While Farage has been the star of the show so far, since he went public last month there has been a steady drumbeat of prominent figures revealing they too had been debanked.
Even the rich and powerful kept the fact they had been victims of the United Kingdom debanking scandal until now, with Brexiteer-turned-bank reform campaigner Nigel Farage saying a combination of shame and fear that going public could destroy their credit rating meant until now many had suffered in silence.
Among those who have now come forward to reveal their own stories of having bank accounts closed and refused for themselves and their families include those who theoretically should be most able to do something about it, including Members of Parliament from the governing Conservatives and even the country’s finance minister.
Speaking on the reluctance of many to come forward until now, Mr Farage said on Sunday: “this is the point. Nobody with profile who has been debanked has come forward. Two reasons: one, a sense of shame, humiliation and embarrassment. Secondly, it would damage their prospects of getting other bank accounts.”
While the focus of the debanking scandal has emphatically been the NatWest group and its subsidiary Coutts — who canceled Farage’s account, starting a chain reaction ending with the leaders of both banks resigning in disgrace last week — Mr Farage has said the revelations are only just beginning, and that every bank in the UK will be exposed as having been involved.
He wrote: “…all banks are guilty. We will get to the bottom of this national scandal.”
Although some who very much had access to the power of the state were debanked and chose not to speak out until Farage put his head above the parapet first, a great many others had their accounts closed but were functionally voiceless. Speaking of the thousands who have come forward so far to share their stories — many of them operators of small businesses trading with the public with cash — Farage told GB News: “This isn’t just high-profile people with strong opinions, that are being closed down by banks that have become completely politicised in the most extraordinary way.

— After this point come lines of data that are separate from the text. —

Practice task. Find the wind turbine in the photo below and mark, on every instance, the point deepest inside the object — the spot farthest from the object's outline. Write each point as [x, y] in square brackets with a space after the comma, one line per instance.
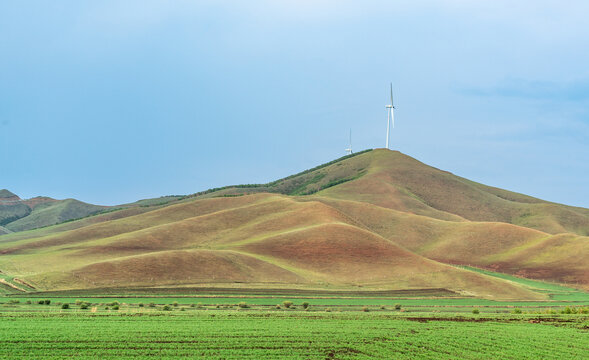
[349, 150]
[390, 116]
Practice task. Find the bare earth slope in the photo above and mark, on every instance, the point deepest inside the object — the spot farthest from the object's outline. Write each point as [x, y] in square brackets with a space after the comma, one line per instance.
[380, 220]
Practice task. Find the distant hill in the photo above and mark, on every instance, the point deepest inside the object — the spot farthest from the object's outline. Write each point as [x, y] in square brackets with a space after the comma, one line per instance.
[17, 214]
[376, 220]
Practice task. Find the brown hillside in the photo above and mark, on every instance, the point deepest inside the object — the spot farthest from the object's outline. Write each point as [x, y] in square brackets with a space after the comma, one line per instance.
[399, 182]
[380, 220]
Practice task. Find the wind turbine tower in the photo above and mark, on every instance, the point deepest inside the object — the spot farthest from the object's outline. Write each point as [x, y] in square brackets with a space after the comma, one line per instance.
[390, 116]
[349, 150]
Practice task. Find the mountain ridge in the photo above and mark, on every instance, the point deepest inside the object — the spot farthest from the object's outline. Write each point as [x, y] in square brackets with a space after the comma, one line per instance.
[379, 219]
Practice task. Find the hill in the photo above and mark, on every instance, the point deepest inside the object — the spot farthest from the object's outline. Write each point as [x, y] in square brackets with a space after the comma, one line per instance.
[377, 220]
[17, 214]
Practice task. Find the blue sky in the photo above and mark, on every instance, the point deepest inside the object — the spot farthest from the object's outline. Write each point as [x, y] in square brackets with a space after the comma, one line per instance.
[114, 101]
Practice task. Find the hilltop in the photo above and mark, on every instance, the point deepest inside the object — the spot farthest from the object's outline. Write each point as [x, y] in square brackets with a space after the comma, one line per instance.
[17, 214]
[377, 219]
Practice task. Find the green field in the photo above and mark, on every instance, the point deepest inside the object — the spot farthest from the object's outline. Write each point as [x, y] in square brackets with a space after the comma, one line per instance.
[252, 334]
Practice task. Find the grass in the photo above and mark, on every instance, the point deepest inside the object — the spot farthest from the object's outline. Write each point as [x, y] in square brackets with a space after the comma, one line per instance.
[251, 334]
[393, 223]
[53, 213]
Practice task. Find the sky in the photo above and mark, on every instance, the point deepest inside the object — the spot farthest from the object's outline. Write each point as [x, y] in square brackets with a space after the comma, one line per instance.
[109, 102]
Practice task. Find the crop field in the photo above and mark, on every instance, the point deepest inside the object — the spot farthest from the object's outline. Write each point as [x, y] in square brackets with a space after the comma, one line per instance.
[250, 323]
[254, 334]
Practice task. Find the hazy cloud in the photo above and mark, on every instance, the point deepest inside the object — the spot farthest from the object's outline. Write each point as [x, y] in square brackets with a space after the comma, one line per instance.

“What I have learned in the three weeks since I came out — as it were — I have been just inundated by small businesses, by folk all around the country, people in absolute fear, terror, lives being ruined, thousands of businesses being closed. These are people who have done nothing wrong whatsoever.”
Distinguishing between the politically-motivated debanking of prominent figures on one hand and the attack on cash against private individuals and small business on the other, Farage laid the blame on powerful but ineffective anti-money-laundering regulations implemented with extreme zealotry by bank compliance departments. Echoing other remarks made in recent days, the Brexit leader turned banking reform campaigner cited 2020 research that asserted every £1 of laundered money cost £100 in compliance, calling the rules the “sledgehammer to miss the nut”.
He said: “We’re not stopping the crooks, but we’re closing down small businesses. We’re seeing these banks, which our taxes bailed out in 2008-9, and in return, they’ve closed 5,000 branches around the country. They’re saying to businesses — say you’re running a fish stall — sorry, we don’t want cash… we don’t want your business. They are trying to drive cash out of the economy.”
The remarks come as Mr Farage launches a campaign group to hammer home the early progress of his moves to curb debanking, both encouraging those who have lost their accounts already to come forward, and a drive to support cash in the economy. “I’m beginning to have the impression this is much, much bigger than any of us could have contemplated… This is about the right to free speech, about having a country where people are treated fairly in an age when you frankly can’t function on a personal level, let alone a business level, without a bank account”, he said.
While some in the UK have bemoaned Nigel Farage enjoying weeks of front-page news exposure for his debanking crusade, his ability to make headlines and force change has been noticed abroad. As reported, a top German newspaper said the Brexit leader wielded political influence in the United Kingdom that other parties could only dream of.